Изабель невольно дернулась, услышав это слово. Сначала она подумала, что Себастьен просто назвал ее так, но, увидев его незнакомый горящий бешенством взгляд, поняла все.

- Королева, - повторил он еще раз. – Да что же я делаю, и где! – вдруг воскликнул он, отталкивая ее от себя и выбегая прочь.

Не раздумывая ни секунды, Изабель бросилась за ним вслед. Она настигла его в церковном саду, ближе к старой часовне, там, где особенно густые заросли скрывали их от возможных случайных глаз.

- Прости меня, прости! – он прижал ее к себе. – Кто я тебе, чтобы требовать любви и верности? Я сам готов был сегодня возненавидеть само слово любовь, когда смотрел на тебя. Я видел, как ты улыбалась, как восхитительно прекрасна ты была, и знаешь, о чем я молился в те минуты? Сердце мое как будто живьем вытаскивали из моей груди, я же молился, чтобы ты забыла меня и нашла свое счастье, пусть даже если это и убило бы меня на месте.

- Так ты был там, - растерянно произнесла Изабель.
- Скажи, любовь всегда так ужасна? – с уже нескрываемой горечью воскликнул Себастьен. – Страдать, терзаться из-за того, кого любишь, пребывать в сомнениях, сходить с ума от ревности, улыбаться, когда хочется кричать от боли? Скажи, она всегда есть страдание и слезы? – вскричал он. – Решив служить Богу, я слышал о том, потому и пожелал оградить себя от всего этого. Любить Бога и любить женщину – разное, как пламя и лед, - покачал он головой. – Любить Бога и служить Ему – все равно, что пребывать в райском саду. Он прекрасен и вечен, там день за днем поют птицы и благоухают цветы, там завтра все будет так, как было вчера. Любить женщину – что находиться на снежной вершине. Ты видишь, сколь дивна она.
Ослепительный снег и рядом сочная трава, высокогорные чистые травы и прозрачный воздух, но ты знаешь, что в любую секунду рай этот может рухнуть, поскольку может сойти смертельная лавина. Она накроет тебя, и всему придет конец, - голос его становился каким-то хриплым и последние слова Себастьен проговорил еле слышно, вскинув взгляд к небу.

Изабель слушала, не зная, что сказать в ответ.
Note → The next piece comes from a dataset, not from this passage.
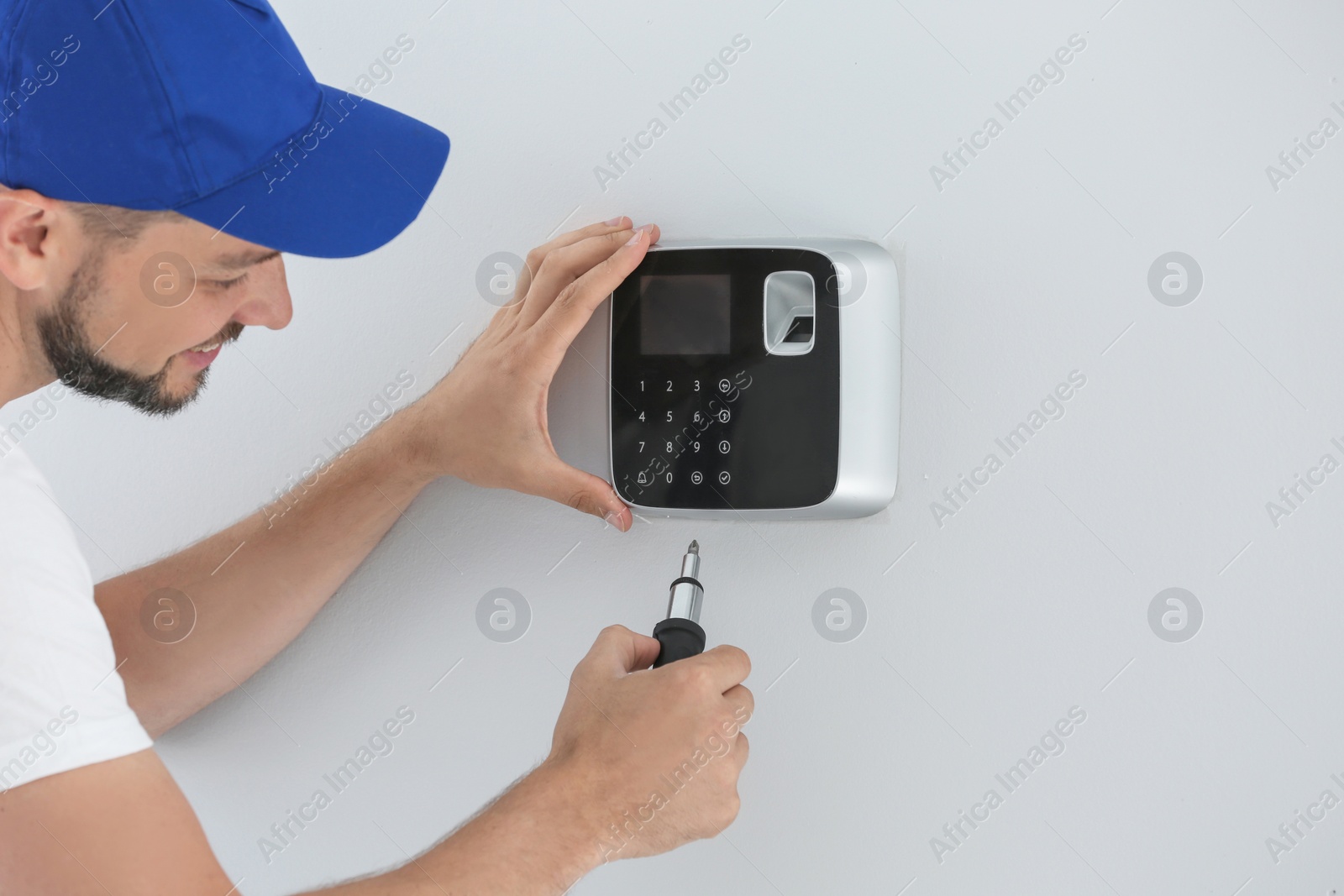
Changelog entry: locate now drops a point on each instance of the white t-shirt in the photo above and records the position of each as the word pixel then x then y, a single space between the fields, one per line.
pixel 62 703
- Мы же сами не вечны, Себастьен, так для чего же нам стремиться к недоступному? Все так, но любовь без страха потерь – больше не любовь. Я бы могла бороться за тебя с самим Богом, и я не убоюсь этой битвы. Я не хочу боли и потрясений, Себастьен, но я бы не раздумывала над выбором между мирной и долгой жизнью вдали от тебя и кратким мигом счастья вместе с тобой.
- Меня предадут анафеме. Я буду проклят людьми и церковью, и ты согласишься быть со мной?
- Тебя могут отринуть люди, но не истинный Бог. Он не оставит тебя, а значит и меня. Да что мне суд людей? В маленьких городках, таких как этот, всегда сгущаются краски, и мы порой видим все в ложном свете. Но даже если все и так, лучше я предпочту скитаться с тобой, нежели одной прожить жизнь в золотой клетке.
- А если не одной? – грустно улыбнулся Себастьен, отступая от Изабель на шаг и присаживаясь на мягкую траву.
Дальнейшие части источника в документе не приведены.